Word level based comparative text analysis
Many questions of the humanities, which relate to specific text resources, can be reduced to the analysis of vocabulary. Especially the comparison of such vocabulary is of central interest. This may require comparing two own text resources or a text resource with a reference corpus. CLARIN allows to easily perform such comparative analyses using the resources and Web tools it provides. The following guide will show this on the basis of a simple example. The show case covers the discovery and selection of resources, their processing and finally their analysis. The aim is to demonstrate to scholars how to answer own scientific questions with the help of comparative text analysis within CLARIN.
Especially interesting for
All scholars that are comparing texts or vocabulary, including:
- Scholars from the historical sciences
- Scholars from the political sciences
- Scholars from all philologies
At least two texts are available.
The vocabulary used is to be compared to find fundamental differences.
Using the CLARIN-D infrastructure, a comparative analysis of the vocabulary of the texts can easily be conducted.
Related CLARIN-D projects:
- DiaCollo: collocation analysis in diachronic perspective
- Parallel search using collections in distributed locations
A Short Guide to comparative analysis of vocabulary
Search for Text Resources and Processing:
Select text resources for analysis
Entry point for resource search:: VLO, CLARIN's search engine for language resources.
- Search for: "English Newspaper" in the search field
Refinement: as "Resource Type" select "Written Corpus".
Example selection: English Newspaper corpus from 2012 containing 3 Million sentences
Thematic restriction of the resource
Browse the content of the text resource: Click on "Plain text search via Federated Content Search".
- Example search: "Europe"
- Example selection: Display 250 hits
Processing of the text resource
Processing of the output by applying WebLicht to the search results:
- Click on "View"
- Click on "Use WebLicht"
- Click on "Send To WebLicht"
- Login into WebLiCHT
- A list of European academic research institutions appears.
- o Search for your research institution, if you have no AAI-enabled account at your own institution, select 'clarin.eu website account'.
- You will see a login page of your research institution.
- Log in with your details, usually this is your University account.
- You will see the WebLicht interface.
- Check the data to be used: In the "Upload" section you'll see the file name of the data provided. Click "OK"
- Analysis of the vocabulary of the texts by double-clicking the Web Services:
- Tokenization: IMS:Tokenizer (Stuttgart)
- POS-Tagging: SfS: POS Tagger - OpenNLP (Tübingen)
- Click on "Run Tools"
- Save the results "Save Result"
- Go to last web service from the list at the bottom
- You will see four icons below the line on the right side
- Click on the arrow pointing down to download the result
The actual analysis of the data is conducted with the help of the web application CorpusDiff. The application allows for the comparison of the vocabulary of two or more text resources.
Import the resource
Click on: "Upload Own Corpus"
- Load file that was previously created by WebLicht.
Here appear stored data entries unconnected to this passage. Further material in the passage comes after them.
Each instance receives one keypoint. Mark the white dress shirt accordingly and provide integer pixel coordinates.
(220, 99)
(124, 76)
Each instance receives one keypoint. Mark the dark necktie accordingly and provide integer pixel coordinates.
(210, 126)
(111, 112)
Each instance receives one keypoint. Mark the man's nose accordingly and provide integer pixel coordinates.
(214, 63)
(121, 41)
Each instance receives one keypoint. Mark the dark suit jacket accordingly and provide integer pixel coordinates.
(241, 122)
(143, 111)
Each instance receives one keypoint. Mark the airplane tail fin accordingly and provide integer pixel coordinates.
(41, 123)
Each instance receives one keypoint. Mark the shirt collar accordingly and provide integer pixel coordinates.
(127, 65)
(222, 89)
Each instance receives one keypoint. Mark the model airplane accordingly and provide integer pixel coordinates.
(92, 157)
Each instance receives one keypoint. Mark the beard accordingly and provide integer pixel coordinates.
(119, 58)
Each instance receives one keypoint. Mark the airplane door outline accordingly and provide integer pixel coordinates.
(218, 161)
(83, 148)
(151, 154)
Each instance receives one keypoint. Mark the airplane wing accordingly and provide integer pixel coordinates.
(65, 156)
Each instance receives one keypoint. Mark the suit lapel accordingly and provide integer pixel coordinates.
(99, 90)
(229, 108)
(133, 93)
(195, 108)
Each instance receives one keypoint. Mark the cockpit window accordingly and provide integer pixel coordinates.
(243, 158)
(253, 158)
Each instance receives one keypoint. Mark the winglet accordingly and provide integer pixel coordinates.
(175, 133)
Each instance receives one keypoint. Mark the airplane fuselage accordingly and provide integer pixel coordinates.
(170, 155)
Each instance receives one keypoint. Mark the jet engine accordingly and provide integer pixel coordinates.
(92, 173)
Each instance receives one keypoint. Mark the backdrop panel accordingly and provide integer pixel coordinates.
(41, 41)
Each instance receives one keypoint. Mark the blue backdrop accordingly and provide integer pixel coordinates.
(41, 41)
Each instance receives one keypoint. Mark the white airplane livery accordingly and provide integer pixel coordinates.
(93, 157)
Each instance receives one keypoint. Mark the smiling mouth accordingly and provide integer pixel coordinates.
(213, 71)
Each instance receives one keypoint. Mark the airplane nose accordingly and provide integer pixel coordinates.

- Click on "Select a file on your computer or drop it here"
- Select the previously created file for upload
- Alternative: Depending on the browser and operating system you drag a file from your file manager into this area
- Click on "Upload"
- Make sure that for "File Type" TCF (Text Corpus format) is selected, the output format of WebLicht.
- If you want to skip the preprocessing and use a sample file for the comparative analysis, you can use this File
Conduct own analysis
- Select the imported file
- Choose a reference corpus (for example, a news corpus or a Wikipedia corpus of the same year)
- Optionally more corpora or other corpora can be selected, which are then compared pair wise.
- Enter a "job title" for your analysis
- Press the "Compute" button.
Under "Job Selection" click on the completed analysis
The matrix shows the pairwise similarities between text resources with values between 0 (dissimilar corpora) and 1 (identical corpora)
Click a field of the matrix to see further results that describe the different uses of vocabulary in the texts.
- o lists of words, that occur much more frequently (relatively) in one of the two text resources
- lists of vocabulary that occurs only in one of the texts.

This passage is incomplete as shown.